After the wedding ceremony, I descended from the choir loft to find my family. From up there, it was disturbingly easy to identify all of them. All I would have to do was look for women with good hair sitting next to men with no hair or huge, glaring bald spots. During the more boring parts of the ceremony, I fantasized about trying to skip a quarter from the head of one balding relative to another. My cousin T. is the only one who has escaped the balding curse, but I get an honorable mention for being as old as I am and still have most of my hair (damn you, receding hairline).
But I digress.
Once I found my family, my father told me that there was a bottle of windshield wiper fluid in the trunk of the car that I was driving, and he would need to get it for his car before we all left the reception to head home. He was running out on the drive to the church and didn't want to risk the highway drive home with all the slush and salt being kicked up on the roads. That Cleveland weather, you know.
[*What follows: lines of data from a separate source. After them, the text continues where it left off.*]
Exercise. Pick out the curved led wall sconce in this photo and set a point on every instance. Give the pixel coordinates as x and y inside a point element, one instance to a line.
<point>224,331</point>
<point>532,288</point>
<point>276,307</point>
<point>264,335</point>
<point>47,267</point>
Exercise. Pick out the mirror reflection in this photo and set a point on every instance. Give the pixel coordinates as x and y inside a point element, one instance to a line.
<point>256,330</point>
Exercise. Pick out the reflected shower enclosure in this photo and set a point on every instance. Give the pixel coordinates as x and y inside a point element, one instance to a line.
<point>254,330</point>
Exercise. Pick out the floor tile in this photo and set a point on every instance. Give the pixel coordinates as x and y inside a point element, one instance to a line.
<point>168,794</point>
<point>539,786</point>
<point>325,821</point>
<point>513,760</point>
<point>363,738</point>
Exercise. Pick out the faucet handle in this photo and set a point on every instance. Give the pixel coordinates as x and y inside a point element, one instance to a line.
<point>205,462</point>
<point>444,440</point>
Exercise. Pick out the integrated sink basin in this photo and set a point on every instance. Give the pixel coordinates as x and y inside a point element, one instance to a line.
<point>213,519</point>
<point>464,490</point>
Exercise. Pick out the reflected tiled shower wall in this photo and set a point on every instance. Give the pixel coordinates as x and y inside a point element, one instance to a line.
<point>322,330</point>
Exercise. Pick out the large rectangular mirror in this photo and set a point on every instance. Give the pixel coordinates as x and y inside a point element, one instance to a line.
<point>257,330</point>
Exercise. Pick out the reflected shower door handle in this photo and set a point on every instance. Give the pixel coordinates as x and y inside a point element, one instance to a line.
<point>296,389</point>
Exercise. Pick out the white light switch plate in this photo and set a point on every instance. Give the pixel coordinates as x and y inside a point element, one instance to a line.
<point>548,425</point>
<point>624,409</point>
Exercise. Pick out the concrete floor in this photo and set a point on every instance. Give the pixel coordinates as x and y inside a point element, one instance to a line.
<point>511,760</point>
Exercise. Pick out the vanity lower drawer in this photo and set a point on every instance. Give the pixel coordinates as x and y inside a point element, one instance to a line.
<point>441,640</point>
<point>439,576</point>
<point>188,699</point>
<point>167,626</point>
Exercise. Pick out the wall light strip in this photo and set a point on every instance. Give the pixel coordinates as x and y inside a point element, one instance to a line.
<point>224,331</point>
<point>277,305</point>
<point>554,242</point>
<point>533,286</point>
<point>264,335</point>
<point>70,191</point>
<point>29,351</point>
Once we finally got around to leaving the reception, having to surgically remove my mother from the dance floor, the parking lot was a virtual sheet of ice and the temperatures were close to, if not below, zero. Due to back problems, my father is prone to losing his balance and having his legs give out on him (something which is amusing at home when there is a cat at his feet that narrowly avoids being squashed, but not when he is in an icy parking lot). My mission was to run ahead to my car, get the heat started for K. (I'm a good boyfriend), and fetch the bottle of windshield wiper fluid for my father. K. and my mother each grabbed one of my father's arms to keep him steady and prevent themselves from slipping across the parking lot as well.
"Oh never mind the wiper fluid," Dad said as we headed out. "I should be fine until we got home. It's too cold to stand out here and deal with it."
"But what if you run out on the highway?" I said.
"Then he'll just do what he did when we were younger," Mom piped up. "He'll just whip it out and pee on the windshield."
K. almost lost hold of my father and I almost lost hold of the buffet food in my stomach.
"That's...uh, nice," said K.
All I could do was stutter out of sheer horror and embarrassment, "You mean, while you're driving?"
"His penis is very bendy," said Mom.
"You know, talking about my cock with my boyfriend is one thing," I groaned with disbelief. "But dad's??? Come on!"
Having learned long ago that sometimes it's better just to be quiet and take it like a man, Dad just had his usual expression of amusement on his face. Or maybe he realized that he just might have to resort to the pee plan and was trying to hold it in.